Dividido en cuatro capítulos, abarca completamente la problemática de la modelación ambiental. En el primer capítulo, de carácter introductorio, se explica claramente la necesidad de usar modelos y cómo ha de ser su estructura matemática, de acuerdo con la finalidad o propósito del modelo. Los tres capítulos siguientes se dedican a las tres etapas fundamentales de la confección de modelos: el desarrollo de todo modelo (capítulo 2), que incluye pautas sobre cómo elegir el tipo de modelo adecuado y sobre cómo estructurar las hipótesis que lo definen; la evaluación de un modelo (capítulo 3), que trata sobre cómo parcelar sus resultados, cómo calcular la precisión de la simulación, cómo examinar el comportamiento del modelo y la determinación de la importancia de los diferentes componentes que lo integran; y la aplicación del modelo (capítulo 4), en el que se ofrecen diversos contextos de aplicación, detallando las preguntas fundamentales en cada situación, con sus correspondientes respuestas. La redacción utilizada es amigable y abundan los ejemplos, gráficos y esquemas explicativos. Adicionalmente, se ofrece una completa bibliografía por capítulos, con fuentes relacionadas a los temas tratados.

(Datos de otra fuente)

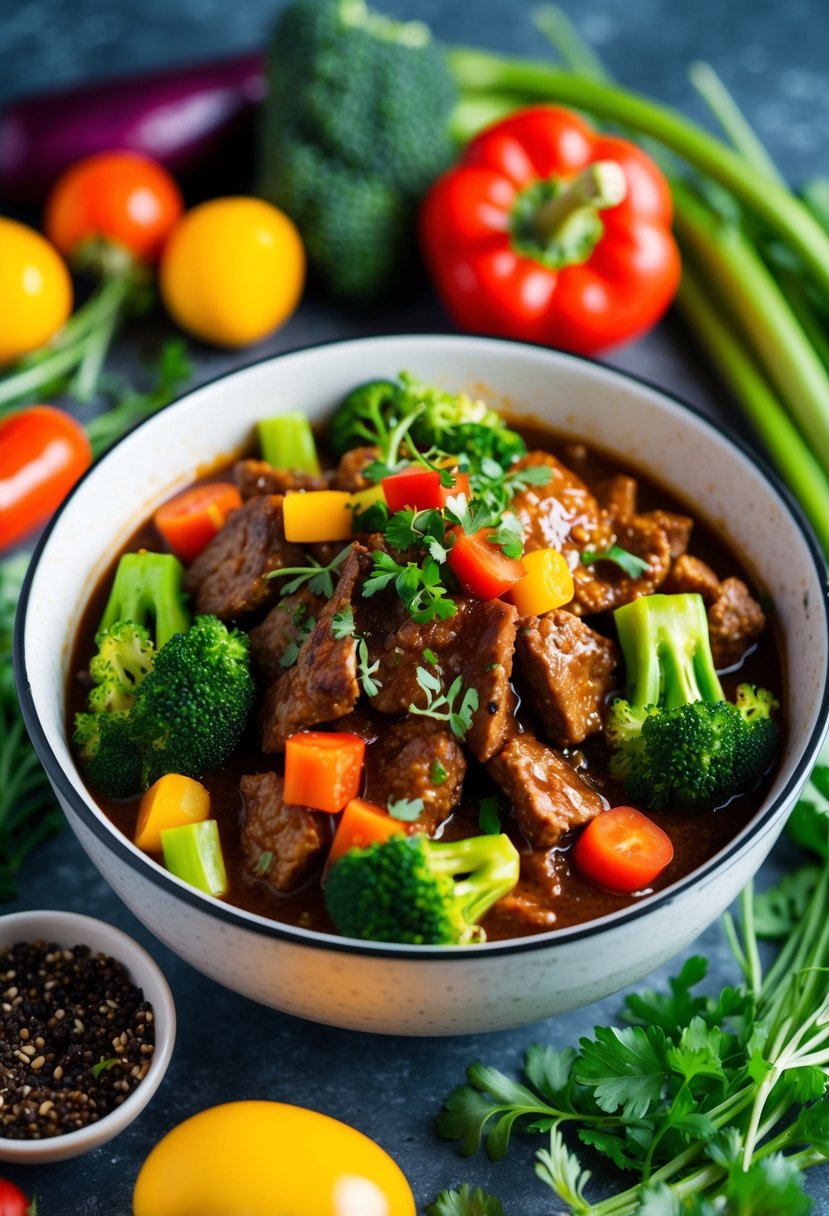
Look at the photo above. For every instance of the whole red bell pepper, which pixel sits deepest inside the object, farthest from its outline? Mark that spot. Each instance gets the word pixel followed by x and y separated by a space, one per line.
pixel 550 231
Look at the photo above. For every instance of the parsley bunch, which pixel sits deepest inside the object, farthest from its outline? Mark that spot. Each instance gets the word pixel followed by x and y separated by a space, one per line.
pixel 715 1103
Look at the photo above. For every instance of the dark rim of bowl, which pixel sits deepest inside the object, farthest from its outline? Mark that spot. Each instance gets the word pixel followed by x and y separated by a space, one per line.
pixel 231 915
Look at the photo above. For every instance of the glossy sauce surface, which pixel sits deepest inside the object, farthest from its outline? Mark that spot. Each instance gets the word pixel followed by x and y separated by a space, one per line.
pixel 695 837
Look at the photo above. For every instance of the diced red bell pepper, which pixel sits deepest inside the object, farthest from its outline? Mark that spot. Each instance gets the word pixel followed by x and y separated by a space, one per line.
pixel 481 568
pixel 421 489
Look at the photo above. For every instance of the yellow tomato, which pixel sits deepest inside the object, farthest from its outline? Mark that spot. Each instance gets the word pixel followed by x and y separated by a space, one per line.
pixel 232 270
pixel 35 291
pixel 269 1159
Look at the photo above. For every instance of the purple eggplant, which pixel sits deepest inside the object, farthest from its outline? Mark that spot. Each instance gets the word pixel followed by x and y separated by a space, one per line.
pixel 182 117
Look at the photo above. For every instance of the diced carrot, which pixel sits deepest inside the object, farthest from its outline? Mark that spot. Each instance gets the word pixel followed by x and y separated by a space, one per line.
pixel 317 514
pixel 193 518
pixel 173 801
pixel 362 823
pixel 322 769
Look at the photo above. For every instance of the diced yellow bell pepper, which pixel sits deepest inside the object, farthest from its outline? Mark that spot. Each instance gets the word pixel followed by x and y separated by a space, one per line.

Como conclusión, sugiero la lectura del libro en cuestión especialmente porque la calidad de los modelos utilizados en la problemática ambiental afecta decisivamente la legitimidad de los sistemas regulatorios. Buenos modelos resguardarán eficientemente el patrimonio ambiental del país. Malos modelos o bien serán excesivamente laxos y no contribuirán a proteger el medio ambiente, o bien serán demasiado restrictivos y perjudicarán los derechos constitucionales de libertad económica de quienes deseen desarrollar proyectos importantes en Chile. El desarrollo sustentable del país requiere que los abogados conozcan estas herramientas que han llegado, nos guste o no, para quedarse.